Die Suche nach Hinweisen zum Ableben von Valeria Budai geht weiter: Kriminalpolizistin Vera Brandstetter klingelt bei der letzten Arbeitgeberin des toten Kindermädchens – und wird abweisend empfangen.

Von Stephan Pörtner (Text) und Christina Baeriswyl (Illustration)

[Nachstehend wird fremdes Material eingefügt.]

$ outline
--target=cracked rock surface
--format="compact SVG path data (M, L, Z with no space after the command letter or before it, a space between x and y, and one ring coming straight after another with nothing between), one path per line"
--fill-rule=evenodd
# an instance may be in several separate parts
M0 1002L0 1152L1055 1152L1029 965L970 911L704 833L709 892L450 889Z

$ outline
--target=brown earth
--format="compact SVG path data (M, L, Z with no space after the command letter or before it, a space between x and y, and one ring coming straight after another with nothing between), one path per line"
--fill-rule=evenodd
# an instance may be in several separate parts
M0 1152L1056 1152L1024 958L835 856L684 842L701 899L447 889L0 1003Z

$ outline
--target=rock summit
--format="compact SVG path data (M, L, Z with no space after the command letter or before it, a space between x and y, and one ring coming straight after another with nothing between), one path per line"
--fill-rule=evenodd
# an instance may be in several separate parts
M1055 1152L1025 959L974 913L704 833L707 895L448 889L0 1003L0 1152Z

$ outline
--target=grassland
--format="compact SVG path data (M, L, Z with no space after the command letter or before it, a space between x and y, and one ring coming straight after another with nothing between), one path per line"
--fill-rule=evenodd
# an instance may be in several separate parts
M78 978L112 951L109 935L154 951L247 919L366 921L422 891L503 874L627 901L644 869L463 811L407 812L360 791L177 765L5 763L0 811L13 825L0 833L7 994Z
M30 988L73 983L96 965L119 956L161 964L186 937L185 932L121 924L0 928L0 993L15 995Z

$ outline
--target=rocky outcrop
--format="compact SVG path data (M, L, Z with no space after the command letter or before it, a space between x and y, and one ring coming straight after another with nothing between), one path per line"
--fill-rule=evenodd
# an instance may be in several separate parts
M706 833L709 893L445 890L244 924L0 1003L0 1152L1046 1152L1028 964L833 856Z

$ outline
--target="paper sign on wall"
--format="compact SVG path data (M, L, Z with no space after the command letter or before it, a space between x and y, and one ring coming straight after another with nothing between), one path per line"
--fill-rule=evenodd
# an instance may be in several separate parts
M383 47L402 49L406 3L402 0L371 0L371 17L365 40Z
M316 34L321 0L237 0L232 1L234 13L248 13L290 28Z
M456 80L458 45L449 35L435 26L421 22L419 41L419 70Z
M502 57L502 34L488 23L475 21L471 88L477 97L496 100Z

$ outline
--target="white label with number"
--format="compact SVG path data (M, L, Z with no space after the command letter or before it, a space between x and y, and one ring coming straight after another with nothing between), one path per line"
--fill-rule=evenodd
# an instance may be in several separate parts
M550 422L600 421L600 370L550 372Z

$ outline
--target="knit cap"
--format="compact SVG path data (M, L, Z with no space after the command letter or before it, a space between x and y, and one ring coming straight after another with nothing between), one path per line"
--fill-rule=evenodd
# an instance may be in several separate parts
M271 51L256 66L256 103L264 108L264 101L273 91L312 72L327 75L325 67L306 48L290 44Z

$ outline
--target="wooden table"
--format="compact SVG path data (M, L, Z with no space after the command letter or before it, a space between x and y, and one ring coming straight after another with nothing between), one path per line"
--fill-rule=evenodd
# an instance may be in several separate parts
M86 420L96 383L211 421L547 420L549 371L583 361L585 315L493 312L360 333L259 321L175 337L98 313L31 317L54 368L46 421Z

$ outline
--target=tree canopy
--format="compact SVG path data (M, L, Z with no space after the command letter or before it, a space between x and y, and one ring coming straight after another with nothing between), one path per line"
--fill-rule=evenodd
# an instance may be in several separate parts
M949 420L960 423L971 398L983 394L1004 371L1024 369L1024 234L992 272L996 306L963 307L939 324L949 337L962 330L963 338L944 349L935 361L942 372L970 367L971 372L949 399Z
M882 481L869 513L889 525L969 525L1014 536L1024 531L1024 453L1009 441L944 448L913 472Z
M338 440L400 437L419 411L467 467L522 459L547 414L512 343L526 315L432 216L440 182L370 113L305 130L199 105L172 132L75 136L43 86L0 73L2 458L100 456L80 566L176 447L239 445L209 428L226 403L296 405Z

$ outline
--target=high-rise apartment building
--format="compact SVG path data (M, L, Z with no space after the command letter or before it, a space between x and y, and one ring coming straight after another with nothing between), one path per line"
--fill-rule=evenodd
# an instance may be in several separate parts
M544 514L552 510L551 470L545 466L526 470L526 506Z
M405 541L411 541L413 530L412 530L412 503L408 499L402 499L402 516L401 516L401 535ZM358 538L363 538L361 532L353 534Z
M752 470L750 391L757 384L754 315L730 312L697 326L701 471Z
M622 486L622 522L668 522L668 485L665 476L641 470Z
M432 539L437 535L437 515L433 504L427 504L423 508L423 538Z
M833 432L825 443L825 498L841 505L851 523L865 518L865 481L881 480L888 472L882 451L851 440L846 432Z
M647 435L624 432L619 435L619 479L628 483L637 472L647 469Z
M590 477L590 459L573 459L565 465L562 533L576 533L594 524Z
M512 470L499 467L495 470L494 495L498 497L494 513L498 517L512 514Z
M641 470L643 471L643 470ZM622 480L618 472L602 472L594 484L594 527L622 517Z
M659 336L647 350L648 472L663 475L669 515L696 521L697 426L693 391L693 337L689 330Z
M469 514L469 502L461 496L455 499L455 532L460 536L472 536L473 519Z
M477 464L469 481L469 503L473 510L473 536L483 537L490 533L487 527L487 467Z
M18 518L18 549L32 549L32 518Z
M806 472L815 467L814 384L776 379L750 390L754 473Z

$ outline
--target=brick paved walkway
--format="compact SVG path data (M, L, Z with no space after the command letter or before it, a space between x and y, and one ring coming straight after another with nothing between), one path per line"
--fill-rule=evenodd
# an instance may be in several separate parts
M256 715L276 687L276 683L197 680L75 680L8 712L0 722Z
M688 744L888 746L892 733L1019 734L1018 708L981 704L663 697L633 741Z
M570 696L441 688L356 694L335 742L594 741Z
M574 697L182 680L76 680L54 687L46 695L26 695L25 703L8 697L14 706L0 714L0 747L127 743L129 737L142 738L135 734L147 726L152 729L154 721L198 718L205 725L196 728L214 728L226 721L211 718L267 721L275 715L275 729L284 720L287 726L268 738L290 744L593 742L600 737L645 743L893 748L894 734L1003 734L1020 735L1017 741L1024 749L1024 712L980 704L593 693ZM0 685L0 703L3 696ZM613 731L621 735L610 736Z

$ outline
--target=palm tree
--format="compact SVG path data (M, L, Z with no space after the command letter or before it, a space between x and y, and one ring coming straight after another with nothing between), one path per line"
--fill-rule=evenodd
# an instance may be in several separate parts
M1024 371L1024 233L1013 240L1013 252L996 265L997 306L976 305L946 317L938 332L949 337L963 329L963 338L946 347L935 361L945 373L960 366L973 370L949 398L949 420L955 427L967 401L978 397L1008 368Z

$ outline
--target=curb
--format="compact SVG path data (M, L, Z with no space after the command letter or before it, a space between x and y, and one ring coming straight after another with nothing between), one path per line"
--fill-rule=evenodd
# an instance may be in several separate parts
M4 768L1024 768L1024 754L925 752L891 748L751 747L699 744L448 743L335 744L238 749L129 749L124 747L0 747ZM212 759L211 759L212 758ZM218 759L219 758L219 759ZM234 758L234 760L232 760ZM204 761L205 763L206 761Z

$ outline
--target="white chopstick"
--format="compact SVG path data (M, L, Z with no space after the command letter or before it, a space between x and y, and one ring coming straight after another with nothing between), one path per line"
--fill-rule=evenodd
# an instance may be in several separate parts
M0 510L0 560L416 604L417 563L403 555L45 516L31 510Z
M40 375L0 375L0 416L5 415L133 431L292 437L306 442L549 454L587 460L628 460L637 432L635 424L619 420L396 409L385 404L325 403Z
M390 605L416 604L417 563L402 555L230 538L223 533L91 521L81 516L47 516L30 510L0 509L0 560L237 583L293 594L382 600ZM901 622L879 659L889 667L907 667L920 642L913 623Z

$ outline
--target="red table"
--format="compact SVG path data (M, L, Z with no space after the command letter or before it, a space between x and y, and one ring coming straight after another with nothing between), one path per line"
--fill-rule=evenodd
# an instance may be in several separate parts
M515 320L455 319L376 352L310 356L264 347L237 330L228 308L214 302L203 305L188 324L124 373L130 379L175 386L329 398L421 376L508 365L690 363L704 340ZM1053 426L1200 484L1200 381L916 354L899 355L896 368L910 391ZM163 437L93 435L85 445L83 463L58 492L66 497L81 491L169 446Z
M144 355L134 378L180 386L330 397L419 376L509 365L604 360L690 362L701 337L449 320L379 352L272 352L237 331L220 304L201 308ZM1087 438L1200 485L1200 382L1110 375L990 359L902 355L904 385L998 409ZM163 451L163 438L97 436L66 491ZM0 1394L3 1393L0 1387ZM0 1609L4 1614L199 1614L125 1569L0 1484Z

Brandstetter drückte die Klingel. Die Siedlung lag still da. Sie war schön gelegen, die Wohnungen hatten grosse Terrassen. Trotzdem wirkte sie ausgestorben. Die Leute sollten doch zu Hause sein. Oder sie waren alle in ihre Zweitdomizile geflohen.

«Ja?», schnarrte die Gegensprechanlage.

«Brandstetter, Kriminalpolizei. Lassen Sie mich rein.» Von Anfang an bestimmt auftreten. War wichtig. Der Summer ertönte, sie drückte die Tür auf und trat ins Treppenhaus. Es roch nach Reinigungsmittel mit Blütenduft.

Die Familie Graziano wohnte im zweiten Stock. Unter der Tür wartete eine Frau Ende dreissig mit langen, braunen Haaren. Ihre Lippen waren zu gross, die Backenknochen zu hoch, die Augen leicht verzogen. Ein Gesicht, das ungeschminkt nicht funktionierte. Sie trug einen flauschigen, pinken Trainingsanzug mit dem Chanel-Logo über der Brust. Hinter einem ihrer langen Beine schaute ein Mädchen von etwa sieben Jahren hervor.

«Frau Graziano? Ich muss mit Ihnen reden. Es geht um Valeria Budai, Ihre Nanny.»

Die Pupillen der Frau, die nicht aussah, als hätte sie einen guten Tag gehabt, weiteten sich. Der Rest des Gesichts blieb unbewegt.

«Bist du die Esmeralda?», fragte Brandstetter und beugte sich zum Mädchen, das verwundert zurückwich. Auch die Mutter trat zur Seite. Das war der Zweck des Manövers, sie war in der Wohnung.

«Wo können wir reden?»

«Es ist nicht aufgeräumt.» Die Mutter sprach Hochdeutsch mit leichtem Akzent, den Brandstetter nicht einordnen konnte.

«Das macht nichts.» Brandstetter schob sie sanft in Richtung der Fensterfront, ins Wohnzimmer. Gross der Bildschirm, gross das Sofa aus weissem Leder, gross die Unordnung: Spielzeug, Kleider, Zeitschriften, Pizzakartons, Teller und leere Dosen. Rechts, etwas zurückversetzt, stand ein Esstisch, der so lang war wie Brandstetters Wohnung breit. Frau Graziano wies auf einen der Stühle mit den hohen Rückenlehnen. Das Kind trat an den Tisch.

«Geh in dein Zimmer. Wir müssen etwas besprechen.»

«Es geht um Vali», sagte Brandstetter freundlich. Esmeralda schossen Tränen in die Augen.

«Los», zischte die Mutter, und das Kind zog ab.

«Valeria hat als Nanny für Sie gearbeitet.»

Die Finger der Frau verknoteten sich.

«Keine Angst, ich bin nicht von der Sozialversicherung.»

Die Hände lösten sich und fuhren in die Höhe. «Sie ist einfach weggelaufen, gerade als die Krise losging. Wahrscheinlich wollte sie heim zu ihrer Familie. Ich konnte keinen Ersatz mehr finden, die Grenzen sind dicht.» Sie schüttelte den Kopf. «Es ist eine Katastrophe. Ich bin völlig fertig. Kochen, putzen, auf die Kleine aufpassen und jetzt noch Schule geben. Ich kann das nicht.» Die Verzweiflung war echt.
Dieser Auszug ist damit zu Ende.